Index / Fieldnotes

Self portraiture
January 18, 2024


I’ve been thinking a lot about self portraits over the last few months — specifically how we define them, and what it means to create a self portrait.

Conventionally, self-portraits are considered a means of representing oneself, giving outsiders a glimpse into the artist's self-perception. I’m used to thinking of self portraits as something reserved for art forms like photography, painting, or drawing, but have more recently taken to the idea of self portraiture as a more ephemeral and personal act.

As far as I’m concerned, I’ve been “creating” self portraits for a few months now every time I look in the mirror and consciously study my face and my beard. I’m not used to having such a big beard, as I normally keep it short, but from the first day of October 2023 until the day I begin to write this, in mid December of the same year, I’ve let it grow, and it’s gotten quite long and thick. It feels like I’m in a weird liminal space visual identity wise: I don’t recognize myself with the beard, but don’t think I’d recognize myself without it.

In a way, I’m scared to shave it off because I don’t know what I would look like underneath the facial hair. So every day, I look in the mirror and take a mental self portrait of my bearded face, a fleeting photo captured only by my eyes. It sounds silly, to take a self portrait with your eyes, but in practice, how is it any different than taking a “real” self portrait with a camera, and then immediately deleting the image, never to be seen again? If the intent to create a self portrait is there, I don’t think eyeballs make for any less legitimate a medium. Is the fact that the photo once existed as an artifact simply with the potential to be more permanent than a reflection in the mirror really enough of a difference to disqualify the self-study of my beard from self portraiture?
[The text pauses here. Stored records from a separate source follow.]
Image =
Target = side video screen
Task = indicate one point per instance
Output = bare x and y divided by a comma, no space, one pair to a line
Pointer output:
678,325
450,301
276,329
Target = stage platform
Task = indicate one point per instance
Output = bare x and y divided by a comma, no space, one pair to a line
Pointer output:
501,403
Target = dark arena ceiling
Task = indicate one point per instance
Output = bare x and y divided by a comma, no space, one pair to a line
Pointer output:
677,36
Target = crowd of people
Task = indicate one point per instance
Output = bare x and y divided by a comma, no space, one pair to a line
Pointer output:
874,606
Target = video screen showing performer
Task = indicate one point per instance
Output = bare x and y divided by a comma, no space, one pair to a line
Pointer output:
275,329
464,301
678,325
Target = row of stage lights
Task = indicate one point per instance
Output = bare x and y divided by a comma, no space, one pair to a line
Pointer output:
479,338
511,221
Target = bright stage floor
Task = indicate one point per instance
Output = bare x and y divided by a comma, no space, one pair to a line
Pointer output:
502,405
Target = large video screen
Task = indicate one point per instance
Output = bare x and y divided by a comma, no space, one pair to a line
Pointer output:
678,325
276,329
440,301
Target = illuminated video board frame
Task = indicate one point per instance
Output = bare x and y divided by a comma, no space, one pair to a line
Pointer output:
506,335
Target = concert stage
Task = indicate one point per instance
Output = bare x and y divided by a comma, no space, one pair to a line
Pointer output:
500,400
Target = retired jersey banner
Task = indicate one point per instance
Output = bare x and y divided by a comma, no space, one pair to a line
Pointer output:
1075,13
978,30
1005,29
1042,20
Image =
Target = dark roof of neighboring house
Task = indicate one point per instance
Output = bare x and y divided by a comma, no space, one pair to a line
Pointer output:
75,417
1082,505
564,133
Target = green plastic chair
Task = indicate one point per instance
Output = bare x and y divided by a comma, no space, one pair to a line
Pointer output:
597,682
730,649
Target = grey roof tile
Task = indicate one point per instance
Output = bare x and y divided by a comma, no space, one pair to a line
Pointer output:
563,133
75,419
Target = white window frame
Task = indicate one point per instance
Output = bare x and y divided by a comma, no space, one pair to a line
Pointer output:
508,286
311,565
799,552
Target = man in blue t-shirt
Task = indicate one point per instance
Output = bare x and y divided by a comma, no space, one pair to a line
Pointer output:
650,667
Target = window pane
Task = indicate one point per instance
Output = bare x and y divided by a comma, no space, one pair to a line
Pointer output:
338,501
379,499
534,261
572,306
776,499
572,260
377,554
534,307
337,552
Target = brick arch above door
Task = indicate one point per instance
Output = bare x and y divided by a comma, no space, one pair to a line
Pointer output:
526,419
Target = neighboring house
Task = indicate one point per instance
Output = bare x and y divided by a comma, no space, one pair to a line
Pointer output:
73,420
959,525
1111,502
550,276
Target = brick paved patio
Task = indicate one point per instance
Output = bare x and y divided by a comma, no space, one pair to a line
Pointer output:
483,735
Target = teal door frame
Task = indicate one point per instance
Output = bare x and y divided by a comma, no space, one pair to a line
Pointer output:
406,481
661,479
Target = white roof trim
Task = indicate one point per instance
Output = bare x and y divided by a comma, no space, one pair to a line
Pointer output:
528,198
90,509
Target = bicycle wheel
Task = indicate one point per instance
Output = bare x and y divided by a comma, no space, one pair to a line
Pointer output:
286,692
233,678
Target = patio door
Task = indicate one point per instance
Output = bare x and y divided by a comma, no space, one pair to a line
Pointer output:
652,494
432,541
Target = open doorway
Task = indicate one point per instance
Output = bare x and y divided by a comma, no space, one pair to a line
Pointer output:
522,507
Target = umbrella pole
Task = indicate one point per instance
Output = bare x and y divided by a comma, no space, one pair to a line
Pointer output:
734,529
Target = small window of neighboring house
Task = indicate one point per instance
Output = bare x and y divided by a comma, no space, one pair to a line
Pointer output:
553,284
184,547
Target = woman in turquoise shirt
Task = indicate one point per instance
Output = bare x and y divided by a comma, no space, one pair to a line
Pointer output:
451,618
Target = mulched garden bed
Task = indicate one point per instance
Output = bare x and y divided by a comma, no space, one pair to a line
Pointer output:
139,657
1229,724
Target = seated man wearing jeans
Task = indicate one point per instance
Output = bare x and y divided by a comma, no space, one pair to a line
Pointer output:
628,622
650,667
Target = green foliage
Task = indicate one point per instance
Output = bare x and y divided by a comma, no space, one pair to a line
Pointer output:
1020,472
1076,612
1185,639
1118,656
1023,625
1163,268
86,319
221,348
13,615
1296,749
My plan is to go to Brussels, then to Prague, for Christmas and New Year’s Eve. I was trimming the sides of my beard beforehand, so it would stay long but not be so unruly and puffy on my cheeks, when my razor broke. The guard snapped, and in doing so my hand moved my razor, with no guard, directly onto my cheek, shearing a huge chunk of facial hair, before the electric razor itself shutdown and refused to do anything beyond emit a low hum. With no razor and a huge chunk of hair missing from my beard, my only real option was to take one of my few remaining blades that I usually used for cleaning up hair on my neck and to shave down to a baby face. Which is exactly what I did.

Even before I grew my beard long I had stubble, probably for the two or so years leading into the October I started letting it grow. To see the skin on the lower half of my face was a borderline dissociative experience. At first I genuinely thought my face was lopsided. I think I stared at myself for at least fifteen minutes in the mirror, until my face no longer felt like someone else’s.

It was by far the most alien self portrait I’ve ever created of myself with my own two eyes, despite the fact I should have been accustomed to seeing myself with no beard given the first two decades of my life being spent mostly beardless.

If a self portrait is meant to provide a window into how the artist perceives themselves, I do wonder if there’s any significance to the fact that I took the most impactful self portraits when I was the most unable to recognize myself. It’s been about a month now, since I shaved my beard off entirely, and I have yet to get a new electric razor, meaning that slowly but surely, my beard is growing back.

This time however, I am looking less, taking less self portraits, because this time I can recognize me — it feels like I’ve been here before.